Geographic distribution patterns of individuals tested for JCV in the CSF. All individuals tested (A) and patients with JCV-positive CSF (B) during the study period (FY2011–2020) are shown. Each prefecture in Japan is color-coded according to the number of individuals. (C) The hierarchical cluster analysis of the proportion of patients with JCV-positive CSF among individuals in each prefecture. Japanese prefectures were divided into five clusters according to the CSF-JCV-positivity rates. The dots indicate the positivity rates in each prefecture. The thick horizontal line within each box is the median, and the lower and upper boundaries are the 25th and 75th percentiles, respectively. Vertical whiskers extend to minimum and maximum values. (D) Distribution of hierarchical clusters based on CSF-JCV-positivity rates in Japan. Each prefecture is color-coded according to cluster type.

Figure 3

Underlying disease categories of patients with JCV-positive CSF during the study period. The underlying conditions of patients with JCV-positive CSF identified in 10 years (FY2011–2020) are classified into seven categories: HIV infection (n = 57), hematological disorders (n = 78), autoimmune disorders (n = 75), organ transplantation (n = 12), solid tumors (n = 8), other diseases (n = 40), and none/unknown (n = 18). Percentages for each category are shown. cART, combined antiretroviral therapy. All percentages are rounded to two decimal places.

Figure 4

Age and sex distribution patterns of patients with JCV-positive CSF. Patients with JCV-positive CSF during the study period (A) were divided into five groups based on underlying conditions: HIV infection (B), hematologic disorders (C), autoimmune disorders (D), other diseases (E), and none/unknown (F). The “other diseases” group includes patients with a history of organ transplantation, solid tumors, or comorbidities of multiple underlying diseases.

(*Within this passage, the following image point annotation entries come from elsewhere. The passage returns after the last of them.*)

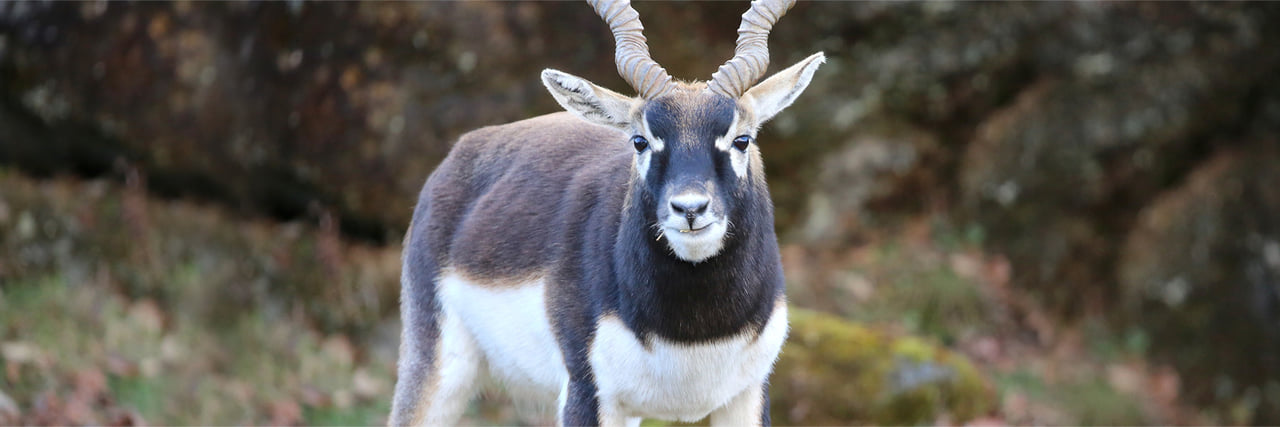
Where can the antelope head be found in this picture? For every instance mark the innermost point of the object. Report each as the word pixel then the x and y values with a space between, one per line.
pixel 698 169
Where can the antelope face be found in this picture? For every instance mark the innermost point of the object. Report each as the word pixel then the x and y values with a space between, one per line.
pixel 691 169
pixel 695 155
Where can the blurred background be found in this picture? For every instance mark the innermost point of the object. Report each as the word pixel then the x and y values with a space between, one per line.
pixel 991 212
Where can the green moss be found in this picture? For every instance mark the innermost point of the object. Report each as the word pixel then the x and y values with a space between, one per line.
pixel 836 372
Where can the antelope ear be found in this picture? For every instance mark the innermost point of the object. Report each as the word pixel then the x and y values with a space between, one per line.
pixel 777 92
pixel 589 101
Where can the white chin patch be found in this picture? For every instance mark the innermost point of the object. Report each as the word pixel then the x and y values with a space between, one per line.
pixel 696 246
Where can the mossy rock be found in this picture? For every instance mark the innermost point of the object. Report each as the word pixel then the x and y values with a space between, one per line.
pixel 837 372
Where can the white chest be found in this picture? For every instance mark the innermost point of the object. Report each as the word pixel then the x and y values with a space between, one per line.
pixel 680 381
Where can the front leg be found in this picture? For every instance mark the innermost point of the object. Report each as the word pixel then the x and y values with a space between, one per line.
pixel 749 408
pixel 580 405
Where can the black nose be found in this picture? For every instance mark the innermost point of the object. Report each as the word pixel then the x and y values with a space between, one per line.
pixel 690 206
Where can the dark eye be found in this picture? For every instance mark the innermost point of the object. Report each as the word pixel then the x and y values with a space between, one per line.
pixel 640 142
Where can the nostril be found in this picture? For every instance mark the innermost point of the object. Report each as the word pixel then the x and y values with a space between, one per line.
pixel 699 209
pixel 690 205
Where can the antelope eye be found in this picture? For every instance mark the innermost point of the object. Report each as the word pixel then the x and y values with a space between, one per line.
pixel 640 142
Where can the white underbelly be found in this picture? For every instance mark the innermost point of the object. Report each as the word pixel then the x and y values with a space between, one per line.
pixel 681 381
pixel 510 325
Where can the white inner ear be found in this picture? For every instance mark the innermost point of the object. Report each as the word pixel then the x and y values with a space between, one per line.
pixel 777 92
pixel 589 101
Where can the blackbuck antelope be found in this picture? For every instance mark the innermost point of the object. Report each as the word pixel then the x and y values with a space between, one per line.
pixel 616 261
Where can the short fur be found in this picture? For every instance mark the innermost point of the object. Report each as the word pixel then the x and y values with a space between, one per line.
pixel 556 207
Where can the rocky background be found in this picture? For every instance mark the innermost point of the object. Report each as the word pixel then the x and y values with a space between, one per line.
pixel 1080 200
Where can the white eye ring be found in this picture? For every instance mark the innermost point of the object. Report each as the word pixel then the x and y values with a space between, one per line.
pixel 640 143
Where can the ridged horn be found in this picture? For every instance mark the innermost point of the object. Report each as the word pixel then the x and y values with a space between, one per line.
pixel 752 55
pixel 631 54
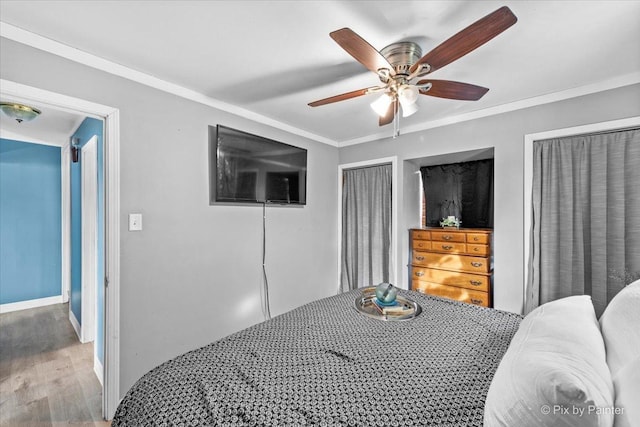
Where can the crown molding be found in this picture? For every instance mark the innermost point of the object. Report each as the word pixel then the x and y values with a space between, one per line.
pixel 37 41
pixel 613 83
pixel 51 46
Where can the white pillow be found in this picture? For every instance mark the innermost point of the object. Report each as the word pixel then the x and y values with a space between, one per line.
pixel 620 324
pixel 627 385
pixel 554 372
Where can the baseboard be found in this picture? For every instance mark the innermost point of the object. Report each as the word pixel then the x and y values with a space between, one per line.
pixel 97 368
pixel 33 303
pixel 75 324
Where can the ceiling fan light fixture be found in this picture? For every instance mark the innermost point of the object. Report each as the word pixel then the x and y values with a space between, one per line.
pixel 408 95
pixel 19 112
pixel 381 105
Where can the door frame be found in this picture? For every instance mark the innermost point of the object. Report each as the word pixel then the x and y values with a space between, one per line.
pixel 111 118
pixel 89 239
pixel 393 274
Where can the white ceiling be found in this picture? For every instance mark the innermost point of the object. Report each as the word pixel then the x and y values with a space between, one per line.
pixel 269 59
pixel 52 127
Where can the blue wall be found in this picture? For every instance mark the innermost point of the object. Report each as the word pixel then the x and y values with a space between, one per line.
pixel 84 133
pixel 30 221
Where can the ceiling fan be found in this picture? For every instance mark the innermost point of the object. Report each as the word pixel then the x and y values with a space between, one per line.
pixel 400 64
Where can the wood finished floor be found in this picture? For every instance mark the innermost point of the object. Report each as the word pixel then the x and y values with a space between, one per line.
pixel 46 374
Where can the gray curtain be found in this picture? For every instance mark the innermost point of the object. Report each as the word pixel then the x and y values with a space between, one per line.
pixel 366 226
pixel 585 236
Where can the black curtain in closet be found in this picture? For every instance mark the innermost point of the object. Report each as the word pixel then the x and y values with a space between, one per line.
pixel 464 190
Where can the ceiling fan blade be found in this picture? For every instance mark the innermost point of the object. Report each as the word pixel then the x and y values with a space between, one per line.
pixel 389 115
pixel 453 90
pixel 341 97
pixel 361 50
pixel 465 41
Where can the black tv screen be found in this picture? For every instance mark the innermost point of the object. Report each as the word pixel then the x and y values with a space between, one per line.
pixel 251 169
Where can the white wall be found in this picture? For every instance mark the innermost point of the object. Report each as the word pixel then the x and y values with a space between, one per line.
pixel 194 273
pixel 505 133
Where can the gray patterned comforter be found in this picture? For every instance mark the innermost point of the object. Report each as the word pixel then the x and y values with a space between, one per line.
pixel 325 364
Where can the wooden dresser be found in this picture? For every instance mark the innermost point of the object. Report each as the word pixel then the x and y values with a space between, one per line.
pixel 452 263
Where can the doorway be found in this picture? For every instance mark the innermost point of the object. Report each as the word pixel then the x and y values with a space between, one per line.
pixel 110 115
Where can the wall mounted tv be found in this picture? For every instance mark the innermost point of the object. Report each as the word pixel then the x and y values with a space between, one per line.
pixel 248 168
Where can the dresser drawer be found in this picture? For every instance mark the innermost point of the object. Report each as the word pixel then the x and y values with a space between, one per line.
pixel 449 247
pixel 476 282
pixel 447 236
pixel 477 249
pixel 480 238
pixel 451 262
pixel 452 292
pixel 421 245
pixel 421 234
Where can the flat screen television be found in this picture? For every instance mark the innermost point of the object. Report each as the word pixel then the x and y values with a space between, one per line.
pixel 247 168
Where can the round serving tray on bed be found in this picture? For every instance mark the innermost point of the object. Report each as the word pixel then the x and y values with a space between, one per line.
pixel 366 305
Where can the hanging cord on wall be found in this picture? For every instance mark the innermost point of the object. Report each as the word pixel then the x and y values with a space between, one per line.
pixel 266 309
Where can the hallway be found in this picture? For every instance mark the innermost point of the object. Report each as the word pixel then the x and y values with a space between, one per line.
pixel 46 374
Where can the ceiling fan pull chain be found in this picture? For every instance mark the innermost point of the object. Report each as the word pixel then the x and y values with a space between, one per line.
pixel 396 122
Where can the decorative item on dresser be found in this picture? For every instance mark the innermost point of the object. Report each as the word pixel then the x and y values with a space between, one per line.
pixel 452 263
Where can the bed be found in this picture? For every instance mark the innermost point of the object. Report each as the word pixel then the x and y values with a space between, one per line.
pixel 326 364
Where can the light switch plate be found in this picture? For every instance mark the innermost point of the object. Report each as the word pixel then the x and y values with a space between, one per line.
pixel 135 222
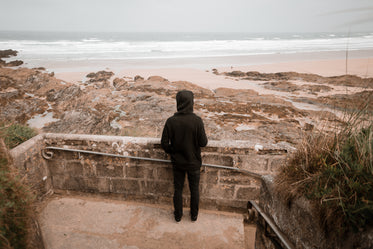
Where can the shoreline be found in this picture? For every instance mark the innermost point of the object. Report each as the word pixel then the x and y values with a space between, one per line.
pixel 205 78
pixel 199 70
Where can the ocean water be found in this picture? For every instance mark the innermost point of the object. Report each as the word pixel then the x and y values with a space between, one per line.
pixel 38 47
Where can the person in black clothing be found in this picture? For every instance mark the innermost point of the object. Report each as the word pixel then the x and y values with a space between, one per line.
pixel 183 136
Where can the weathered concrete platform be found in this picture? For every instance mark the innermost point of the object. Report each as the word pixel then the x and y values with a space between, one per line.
pixel 85 222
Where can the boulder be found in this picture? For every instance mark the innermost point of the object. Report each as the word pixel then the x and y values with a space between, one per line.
pixel 138 78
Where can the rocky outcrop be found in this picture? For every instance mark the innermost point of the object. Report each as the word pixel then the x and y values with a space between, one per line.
pixel 7 54
pixel 344 80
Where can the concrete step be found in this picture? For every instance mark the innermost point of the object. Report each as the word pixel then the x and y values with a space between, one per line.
pixel 90 222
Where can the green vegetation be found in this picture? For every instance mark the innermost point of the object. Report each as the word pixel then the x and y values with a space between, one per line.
pixel 335 172
pixel 15 197
pixel 15 205
pixel 16 134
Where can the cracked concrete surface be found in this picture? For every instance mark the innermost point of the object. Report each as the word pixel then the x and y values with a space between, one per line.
pixel 83 222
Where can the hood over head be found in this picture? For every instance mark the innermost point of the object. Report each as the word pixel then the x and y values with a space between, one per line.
pixel 185 101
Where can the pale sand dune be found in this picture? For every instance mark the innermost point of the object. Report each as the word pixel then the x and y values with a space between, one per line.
pixel 362 67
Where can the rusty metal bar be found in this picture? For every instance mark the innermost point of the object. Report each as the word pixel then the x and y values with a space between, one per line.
pixel 49 154
pixel 286 243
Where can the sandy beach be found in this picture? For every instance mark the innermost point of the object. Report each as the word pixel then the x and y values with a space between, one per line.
pixel 199 71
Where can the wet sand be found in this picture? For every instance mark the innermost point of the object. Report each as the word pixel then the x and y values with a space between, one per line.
pixel 199 71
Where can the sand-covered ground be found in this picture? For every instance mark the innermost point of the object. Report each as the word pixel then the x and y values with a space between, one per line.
pixel 271 103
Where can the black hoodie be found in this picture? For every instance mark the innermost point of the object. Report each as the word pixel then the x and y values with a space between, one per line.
pixel 184 134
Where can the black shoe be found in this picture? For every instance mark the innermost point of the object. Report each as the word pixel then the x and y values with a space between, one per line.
pixel 177 219
pixel 194 217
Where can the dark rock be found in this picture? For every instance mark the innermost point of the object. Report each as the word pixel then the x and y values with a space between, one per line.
pixel 236 74
pixel 8 53
pixel 119 84
pixel 100 76
pixel 138 78
pixel 15 63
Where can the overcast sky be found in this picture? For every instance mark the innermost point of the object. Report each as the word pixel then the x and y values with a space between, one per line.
pixel 187 15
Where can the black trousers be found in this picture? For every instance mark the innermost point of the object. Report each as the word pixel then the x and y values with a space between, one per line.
pixel 193 179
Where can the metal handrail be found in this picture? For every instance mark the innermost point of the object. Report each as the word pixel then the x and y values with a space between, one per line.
pixel 48 155
pixel 273 226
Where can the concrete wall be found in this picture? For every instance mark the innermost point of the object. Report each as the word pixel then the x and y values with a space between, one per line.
pixel 297 221
pixel 152 181
pixel 143 180
pixel 30 164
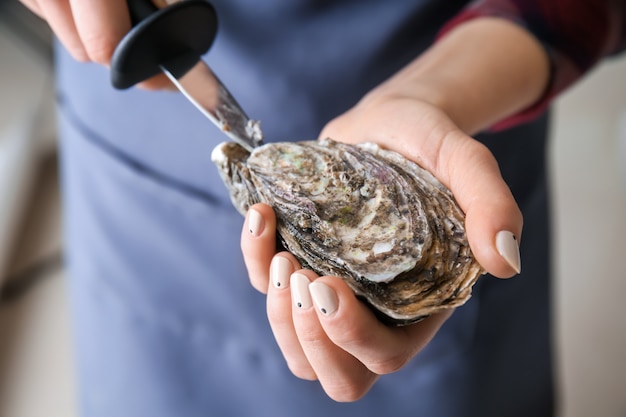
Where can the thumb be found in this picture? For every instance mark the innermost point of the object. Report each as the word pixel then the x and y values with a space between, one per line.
pixel 493 219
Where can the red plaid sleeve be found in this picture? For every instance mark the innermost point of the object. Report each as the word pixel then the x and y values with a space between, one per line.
pixel 575 34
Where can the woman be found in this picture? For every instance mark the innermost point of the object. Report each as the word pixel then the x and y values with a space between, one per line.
pixel 166 323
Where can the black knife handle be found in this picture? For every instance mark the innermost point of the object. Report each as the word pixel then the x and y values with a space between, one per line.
pixel 178 35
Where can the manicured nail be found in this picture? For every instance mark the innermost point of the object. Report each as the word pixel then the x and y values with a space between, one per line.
pixel 280 269
pixel 300 290
pixel 324 297
pixel 255 223
pixel 507 246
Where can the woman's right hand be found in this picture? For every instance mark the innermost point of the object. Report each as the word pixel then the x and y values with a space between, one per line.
pixel 90 29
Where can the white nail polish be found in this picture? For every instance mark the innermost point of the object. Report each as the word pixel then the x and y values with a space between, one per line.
pixel 324 297
pixel 508 248
pixel 255 222
pixel 280 270
pixel 300 291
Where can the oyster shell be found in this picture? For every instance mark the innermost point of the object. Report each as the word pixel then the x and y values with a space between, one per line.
pixel 363 213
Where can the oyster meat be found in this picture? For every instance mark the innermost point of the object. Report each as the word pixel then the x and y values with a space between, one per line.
pixel 363 213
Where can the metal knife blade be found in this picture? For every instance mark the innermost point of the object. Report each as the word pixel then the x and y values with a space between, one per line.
pixel 208 94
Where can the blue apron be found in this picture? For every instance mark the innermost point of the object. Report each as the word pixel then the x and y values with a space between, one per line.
pixel 165 319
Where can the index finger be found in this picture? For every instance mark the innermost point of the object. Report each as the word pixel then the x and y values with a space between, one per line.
pixel 100 24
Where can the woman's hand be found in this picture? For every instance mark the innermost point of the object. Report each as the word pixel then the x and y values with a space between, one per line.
pixel 324 332
pixel 90 29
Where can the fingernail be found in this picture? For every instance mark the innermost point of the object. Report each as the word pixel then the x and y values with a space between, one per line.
pixel 300 291
pixel 255 223
pixel 507 246
pixel 280 269
pixel 324 298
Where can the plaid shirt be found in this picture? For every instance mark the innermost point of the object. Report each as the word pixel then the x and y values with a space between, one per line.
pixel 577 34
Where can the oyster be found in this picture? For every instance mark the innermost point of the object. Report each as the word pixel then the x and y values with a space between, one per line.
pixel 363 213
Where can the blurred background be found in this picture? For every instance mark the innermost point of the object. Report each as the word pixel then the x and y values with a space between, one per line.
pixel 588 174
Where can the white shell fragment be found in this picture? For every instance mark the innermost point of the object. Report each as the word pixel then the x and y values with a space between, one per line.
pixel 368 215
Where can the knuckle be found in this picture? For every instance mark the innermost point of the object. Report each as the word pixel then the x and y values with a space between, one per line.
pixel 100 49
pixel 347 392
pixel 389 364
pixel 302 371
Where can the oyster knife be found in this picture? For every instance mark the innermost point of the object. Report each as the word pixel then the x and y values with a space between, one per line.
pixel 172 40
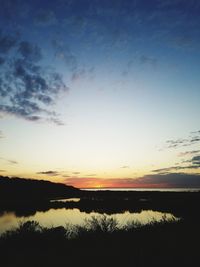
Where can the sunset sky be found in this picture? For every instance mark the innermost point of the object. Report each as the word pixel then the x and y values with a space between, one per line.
pixel 98 93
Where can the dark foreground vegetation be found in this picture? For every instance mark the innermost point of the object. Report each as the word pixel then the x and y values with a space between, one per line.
pixel 102 243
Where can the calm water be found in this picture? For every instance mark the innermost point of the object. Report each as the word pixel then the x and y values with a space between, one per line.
pixel 63 217
pixel 145 189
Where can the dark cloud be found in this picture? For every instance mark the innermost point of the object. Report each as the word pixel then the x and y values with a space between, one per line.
pixel 176 168
pixel 30 51
pixel 192 139
pixel 7 42
pixel 194 164
pixel 12 162
pixel 49 173
pixel 27 89
pixel 169 180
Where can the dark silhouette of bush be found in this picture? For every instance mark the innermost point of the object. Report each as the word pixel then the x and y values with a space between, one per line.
pixel 102 243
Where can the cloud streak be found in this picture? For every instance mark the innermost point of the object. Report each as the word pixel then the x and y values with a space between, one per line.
pixel 169 180
pixel 27 89
pixel 49 173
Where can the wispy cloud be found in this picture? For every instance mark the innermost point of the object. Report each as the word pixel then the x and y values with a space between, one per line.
pixel 183 142
pixel 27 90
pixel 189 153
pixel 49 173
pixel 168 180
pixel 10 161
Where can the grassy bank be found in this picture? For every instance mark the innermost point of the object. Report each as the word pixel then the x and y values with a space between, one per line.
pixel 102 243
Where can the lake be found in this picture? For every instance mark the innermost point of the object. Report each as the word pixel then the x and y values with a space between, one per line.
pixel 64 216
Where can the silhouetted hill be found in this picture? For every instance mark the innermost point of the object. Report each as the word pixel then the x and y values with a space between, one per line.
pixel 29 189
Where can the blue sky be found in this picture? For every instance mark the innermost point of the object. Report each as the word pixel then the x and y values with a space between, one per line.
pixel 100 93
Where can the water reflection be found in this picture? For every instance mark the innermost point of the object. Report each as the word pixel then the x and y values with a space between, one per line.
pixel 66 200
pixel 63 217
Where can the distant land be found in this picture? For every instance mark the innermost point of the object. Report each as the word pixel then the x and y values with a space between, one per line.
pixel 16 188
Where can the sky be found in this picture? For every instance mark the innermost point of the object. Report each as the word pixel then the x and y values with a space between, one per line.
pixel 101 93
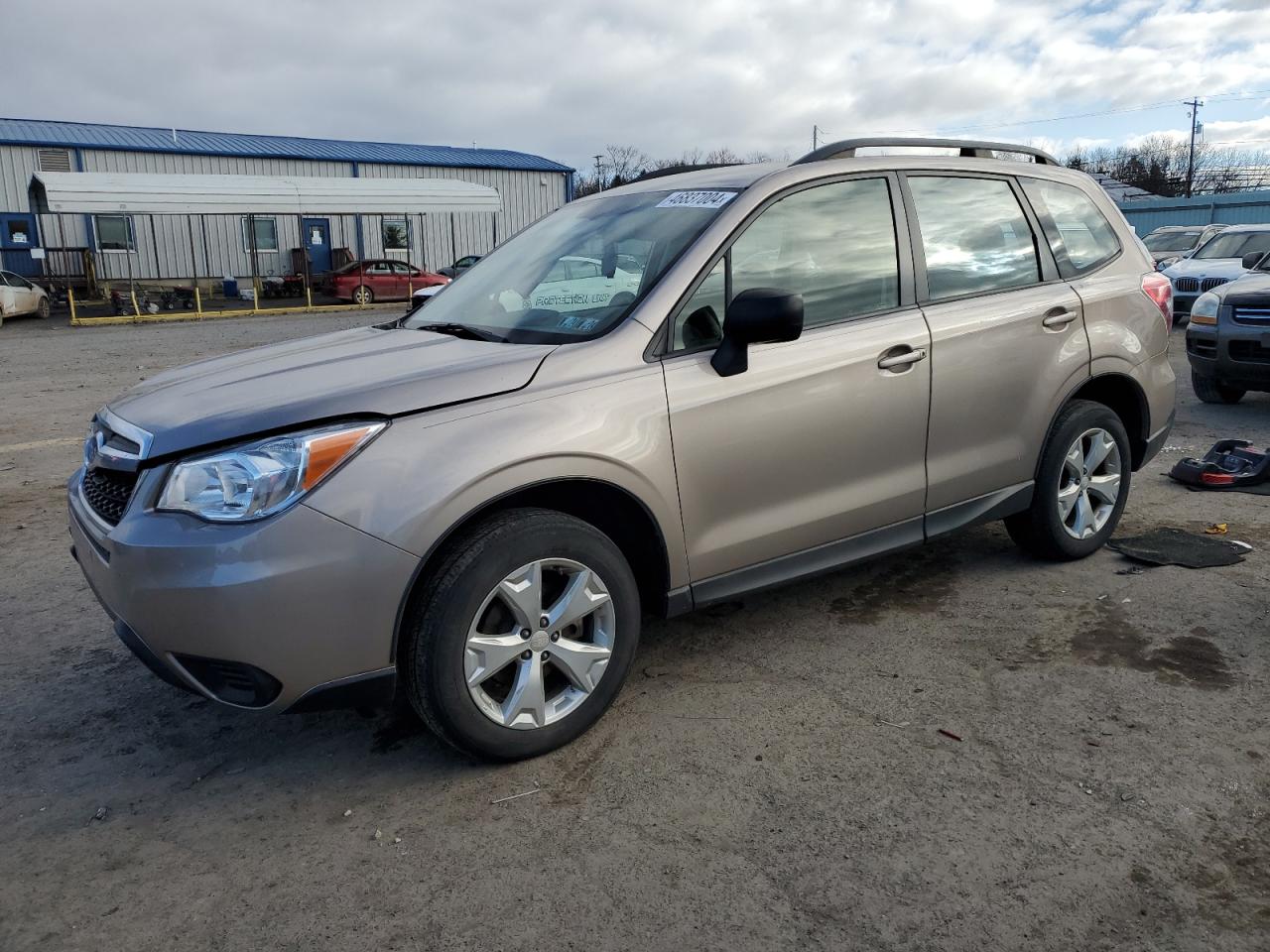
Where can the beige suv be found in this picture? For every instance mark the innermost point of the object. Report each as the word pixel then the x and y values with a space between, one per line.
pixel 654 399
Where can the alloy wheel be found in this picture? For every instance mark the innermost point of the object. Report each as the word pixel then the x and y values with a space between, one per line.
pixel 540 644
pixel 1088 484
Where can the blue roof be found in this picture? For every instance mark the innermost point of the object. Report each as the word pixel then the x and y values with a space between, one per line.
pixel 136 139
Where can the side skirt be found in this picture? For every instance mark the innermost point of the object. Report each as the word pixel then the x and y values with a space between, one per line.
pixel 808 562
pixel 980 509
pixel 849 551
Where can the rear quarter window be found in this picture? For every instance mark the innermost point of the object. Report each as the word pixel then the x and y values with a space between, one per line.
pixel 1079 234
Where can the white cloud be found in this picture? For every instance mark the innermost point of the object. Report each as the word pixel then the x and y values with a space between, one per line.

The vertical axes show the number of patients, and the numbers below the bars indicate the age groups by decade.

Figure 5

Viral DNA levels in patients with JCV-positive CSF. Patients with JCV-positive CSF during the study period (A) were classified into five groups based on underlying conditions: HIV infection (B), hematologic disorders (C), autoimmune disorders (D), other diseases (E), and none/unknown (F). The copy numbers of the JCV genome in the initial CSF testing that presented positive reactions were indicated using the combinations of beeswarm plots and box-and-whisker plots. In each panel, the data are divided into the first period, when the standard PCR testing was used (FY2011–2015, left), and the second period, when the ultrasensitive PCR testing was implemented (FY2016–2020, right). The vertical axes show the logarithm of the JCV loads measured by quantitative PCR assay. The thick horizontal line within each box is the median, and the lower and upper limits are the 25th and 75th percentiles, respectively. Vertical whiskers extend to 1.5 times the interquartile range of the data. “NS” indicates no significant difference between the two groups.